Esta serie francesa de ocho episodios, creada y dirigida por Samuel Bodin junto al guionista Quoc Dang Tran, se estrenó en una época donde Netflix vivió un verdadero renacimiento del horror televisivo. La trama de Marianne sigue los pasos de Emma, una escritora que regresa a su pueblo natal en la campiña francesa en busca de inspiración. Lo que inicialmente parece una historia sencilla se desvía rápidamente hacia una experiencia oscura y opresiva cuando ella confronta una fuerza maligna que en el pasado atormentaba sus sueños.
Un terror diferente, más puro y despiadado
A diferencia del enfoque de Flanagan, que utiliza el terror para explorar metáforas sobre el duelo y las relaciones familiares fracturadas, Marianne apuesta por un terror más directo, sin concesiones y prácticamente despiadado.
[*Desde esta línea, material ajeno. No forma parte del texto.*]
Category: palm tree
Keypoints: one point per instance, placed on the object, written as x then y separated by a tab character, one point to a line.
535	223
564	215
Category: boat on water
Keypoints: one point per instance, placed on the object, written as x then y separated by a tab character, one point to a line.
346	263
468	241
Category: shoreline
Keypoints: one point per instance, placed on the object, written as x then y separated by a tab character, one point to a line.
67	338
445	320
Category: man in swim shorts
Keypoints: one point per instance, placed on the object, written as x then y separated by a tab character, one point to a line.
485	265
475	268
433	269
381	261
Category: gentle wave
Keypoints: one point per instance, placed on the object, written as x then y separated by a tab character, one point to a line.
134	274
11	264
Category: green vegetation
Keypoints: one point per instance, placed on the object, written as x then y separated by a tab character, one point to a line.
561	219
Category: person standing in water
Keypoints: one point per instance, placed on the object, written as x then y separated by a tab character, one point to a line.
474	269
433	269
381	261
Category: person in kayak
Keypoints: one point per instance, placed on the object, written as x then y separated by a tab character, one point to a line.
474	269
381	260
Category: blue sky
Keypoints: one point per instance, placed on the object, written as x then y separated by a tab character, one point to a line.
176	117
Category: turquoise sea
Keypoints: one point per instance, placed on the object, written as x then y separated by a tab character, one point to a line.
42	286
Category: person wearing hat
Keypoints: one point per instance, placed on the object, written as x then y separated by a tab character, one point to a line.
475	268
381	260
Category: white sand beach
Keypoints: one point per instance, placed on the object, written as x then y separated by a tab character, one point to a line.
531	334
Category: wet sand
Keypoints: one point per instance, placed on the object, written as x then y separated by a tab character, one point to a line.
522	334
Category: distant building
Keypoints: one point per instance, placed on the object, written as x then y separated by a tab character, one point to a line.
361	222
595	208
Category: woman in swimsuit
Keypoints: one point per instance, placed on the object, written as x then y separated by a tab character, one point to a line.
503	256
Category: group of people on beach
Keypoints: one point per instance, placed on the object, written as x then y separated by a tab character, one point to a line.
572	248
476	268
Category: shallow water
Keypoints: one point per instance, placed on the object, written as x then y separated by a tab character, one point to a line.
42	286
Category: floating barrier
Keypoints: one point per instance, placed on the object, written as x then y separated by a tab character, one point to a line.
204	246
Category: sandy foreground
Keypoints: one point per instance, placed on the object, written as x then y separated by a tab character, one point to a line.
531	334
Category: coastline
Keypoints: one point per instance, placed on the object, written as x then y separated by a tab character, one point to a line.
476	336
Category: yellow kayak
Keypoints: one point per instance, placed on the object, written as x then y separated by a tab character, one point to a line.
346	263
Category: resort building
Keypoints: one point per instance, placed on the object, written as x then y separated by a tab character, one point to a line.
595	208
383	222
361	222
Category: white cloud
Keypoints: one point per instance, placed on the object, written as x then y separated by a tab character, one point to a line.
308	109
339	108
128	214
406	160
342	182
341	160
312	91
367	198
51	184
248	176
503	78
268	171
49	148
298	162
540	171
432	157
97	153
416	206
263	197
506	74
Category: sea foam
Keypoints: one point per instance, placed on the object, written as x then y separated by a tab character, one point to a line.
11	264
La serie no busca la empatía hacia su antagonista principal, una bruja de maldad pura que se presenta a través de flashbacks ambientados en los juicios de brujas, pero cuya esencia maligna es tan contundente que genera un miedo palpable y constante.
Un factor decisivo para el éxito del horror es la actuación de Mireille Herbstmeyer en el papel de Madame Daugeron, cuya presencia en pantalla irradia una sensación de inquietud profunda y prolongada, consolidando escenas inquietantes que perduran en la memoria del espectador mucho después de finalizado cada episodio.
Coherencia interna y artista antiheroica
La serie se distingue también por su riguroso mantenimiento de reglas mágicas internas, algo crucial para que el relato no pierda credibilidad y mantenga la tensión a lo largo de toda su duración. La protagonista, Emma, interpretada por Victoire Du Bois, es un personaje que rompe esquemas: no se trata de la típica heroína entrañable con la que el público empatiza fácilmente, sino más bien de una figura cínica y borderline que traspasa límites morales, lo que aporta un añadido de complejidad y humanidad al relato.
Las secuencias de terror, en ocasiones largas y pausadas, se encargan de preparar la atmósfera para desenlaces perturbadores que a menudo sorprenden por su crudeza y eficacia, elevando la experiencia a un nivel de horror folclórico que, aunque distinto al de las series de Flanagan, resulta igual de poderoso.
Un final abierto y una cancelación injusta
La primera temporada cierra con un cliffhanger que dejaba la puerta abierta para futuras entregas. La ampliación del lore, la jerarquía de villanos y la riqueza del universo presentado apuntaban a una expansión prometedora. Lamentablemente, Netflix decidió cancelar la serie tras solo una temporada, dejando a los fans con ganas de más.
Incluso Stephen King, una autoridad en el género, elogió la serie en Twitter, mencionándola en la misma frase que Stranger Things y sus propias obras, y destacando su mezcla de humor ácido y horror genuino.
Una recomendación obligada para amantes del terror
Aunque Marianne no goce de la fama masiva que tienen otras producciones de Netflix, su primera temporada ofrece una historia completa que hace honor al mejor horror sobrenatural contemporáneo. Para los aficionados que buscan experiencias aterradoras y bien construidas, esta serie vale cada minuto de visionado.
El doblaje y la ambientación francesa, con sus escenarios rurales y atmósferas cargadas, suman autenticidad y un sabor único dentro del género, aportando frescura frente a las producciones anglosajonas.